To find the probabilities, we need to use conditional probability.
a) To find the probability that a randomly selected scooter did not pass inspection, we can use the complement rule. The complement of passing inspection is failing inspection.
Let's denote the event "scooter passing inspection" as P and the event "scooter failing inspection" as ¬P.
We are given that 97.4% of line A's scooters pass inspection, so the probability of passing inspection for a scooter from line A, denoted as P(A), is 0.974. Therefore, the probability of a scooter from line A failing inspection, denoted as ¬P(A), is 1 - 0.974 = 0.026.
Similarly, for line B, we are given that 94.9% of line B's scooters pass inspection, so the probability of passing inspection for a scooter from line B, denoted as P(B), is 0.949. Therefore, the probability of a scooter from line B failing inspection, denoted as ¬P(B), is 1 - 0.949 = 0.051.

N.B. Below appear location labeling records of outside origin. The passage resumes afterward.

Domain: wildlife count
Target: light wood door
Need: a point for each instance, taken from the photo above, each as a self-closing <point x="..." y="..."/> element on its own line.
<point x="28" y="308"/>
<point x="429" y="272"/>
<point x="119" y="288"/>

However, we are also given that 65% of the factory's scooters come off assembly line A, which implies that 35% of the factory's scooters come off assembly line B. So, the probability of selecting a scooter from line A, denoted as P(A), is 0.65, and the probability of selecting a scooter from line B, denoted as P(B), is 0.35.
Using the law of total probability, we can find the probability of a scooter failing inspection, denoted as ¬P, by summing the probabilities of a scooter failing inspection from line A and line B:
¬P = P(A) * ¬P(A) + P(B) * ¬P(B)
= 0.65 * 0.026 + 0.35 * 0.051
≈ 0.0169 + 0.0179
≈ 0.0348
So, the probability that a randomly selected scooter did not pass inspection is approximately 0.0348, or 3.48%.
b) To find the probability that if a randomly selected scooter passes inspection, it came from assembly line B, we need to use Bayes' theorem.
Let's denote the event "scooter passing inspection" as P and the event "scooter from assembly line B" as B.
We are given that 94.9% of line B's scooters pass inspection, so the probability of a scooter passing inspection if it came from line B, denoted as P(B|P), is 0.949.
We already know the probability of selecting a scooter from line B, denoted as P(B), is 0.35, which we calculated in part a.
Using Bayes' theorem, we can find the probability of a scooter coming from line B if it passes inspection, denoted as P(B|P):
P(B|P) = (P(P|B) * P(B)) / P(P)
= (0.949 * 0.35) / P(P)
To find P(P), we need to use the law of total probability and sum the probabilities of passing inspection for scooters from line A and line B:
P(P) = P(A) * P(P|A) + P(B) * P(P|B)
= 0.65 * 0.974 + 0.35 * 0.949
≈ 0.6331 + 0.3322
≈ 0.9653
Substituting the values back into the equation, we have:
P(B|P) = (0.949 * 0.35) / 0.9653
≈ 0.3309 / 0.9653
≈ 0.3422
So, the probability that if a randomly selected scooter passes inspection, it came from assembly line B is approximately 0.3422, or 34.22%.